Ya está aquí, ya llegó: la caló se ha adueñado de nuestras vidas. Ya sé que, a lo mejor, en las costas o en el norte (o en otros países de allende los mares) no es lo mismo que aquí, pero créanme si les digo que llevamos una mañana en la que el simple esfuerzo de respirar con normalidad es una empresa titánica, propia de los tipos esos que habitan el Olimpo, pero no de nosotros, los pobres humanos.

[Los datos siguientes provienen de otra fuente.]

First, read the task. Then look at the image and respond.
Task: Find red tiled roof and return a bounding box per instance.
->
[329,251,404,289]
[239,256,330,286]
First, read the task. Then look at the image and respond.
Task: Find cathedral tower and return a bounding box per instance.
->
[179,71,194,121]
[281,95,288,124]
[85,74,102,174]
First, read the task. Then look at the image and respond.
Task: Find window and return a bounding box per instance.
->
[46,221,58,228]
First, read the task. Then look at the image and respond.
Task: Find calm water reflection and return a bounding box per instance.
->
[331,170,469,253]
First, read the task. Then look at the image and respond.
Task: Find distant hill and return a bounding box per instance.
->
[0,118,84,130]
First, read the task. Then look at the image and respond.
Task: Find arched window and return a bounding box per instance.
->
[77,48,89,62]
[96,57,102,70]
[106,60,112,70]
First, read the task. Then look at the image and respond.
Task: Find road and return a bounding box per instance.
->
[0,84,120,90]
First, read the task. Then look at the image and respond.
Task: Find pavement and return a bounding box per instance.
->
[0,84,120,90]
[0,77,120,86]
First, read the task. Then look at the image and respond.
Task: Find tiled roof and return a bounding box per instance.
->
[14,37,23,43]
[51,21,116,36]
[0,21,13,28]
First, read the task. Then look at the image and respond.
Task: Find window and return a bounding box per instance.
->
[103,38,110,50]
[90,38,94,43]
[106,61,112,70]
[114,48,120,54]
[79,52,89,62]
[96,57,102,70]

Ahora mismo el termómetro está rondando los 35ºC aquí en La Frontera, y la cosa parece que va en aumento. Ante mis ojos tengo a un grupo de alumnos de 2º de ESO que, como pueden, intentan hacer el examen final de mi asignatura (el primero de ellos: yo no me quedo tranquilo sin hacerles al menos tres, más el oral). Todo el aula es un concierto de resoplidos y aleteo de abánicos improvisados, y las gotas de sudor corretean por sus rostros plagados de granos. Las ventanas están abiertas, las puertas de la clase están abiertas (con el consiguiente murmullo y ronroneo del resto de los grupos con los que compartimos el pasillo), pero no corre ni una sola gota de aire. Para colmo, hay veinte ordenadores encendidos (donde tienen que hacer parte de la prueba) que añaden unos cuantos grados más al plutónico ambiente. ¿Son estas las condiciones perfectas para hacer un control?
No, les aseguro que no.
Hace años que todos los que nos movemos por esta zona (y no es la peor de Andalucía en cuestiones de calor extremo: pregunten por Córdoba, Sevilla, y aledaños) sabemos que el curso acaba en cuantro llega la primera ola de calor, por la sencilla razón de que, de verdad, es humanamente imposible dar o recibir clases en estas condiciones. Hace un par de años, y no exagero en absoluto, veía cómo las niñas más pequeñas sufrían lipotimias a primera hora de la mañana porque dentro del aula había temperaturas cercanas a los cuarenta y tantos grados debido a los materiales con los que los hábiles ingenieros contruyeron el edificio. Nuestros centros no están preparados para soportar este clima hostil, y el cuerpo y la mente humana, ya saben, empiezan a fallar cuando están sometidos a depende qué estímulos.
A veces pienso para mí que, en lugar de tanto ordenador y tanto programa bilíngüe, la administración andaluza haría bien en gastarse los cuartos en reconstruir los centros y dotarlos de climatizadores, de preocuparse por que estos santos lugares de trabajo fuesen cómodos y acogedores, y no antiguos diseños más propios de la Polonia comunista o de regímenes menos afortunados.
Mìrenlos, ahí están mis alumnos, hechos unos campeones, en una trinchera al sur del sur, luchando contra calores y frío con tal de obtener un título. Y lo hacen, la gran mayoría sin quejarse.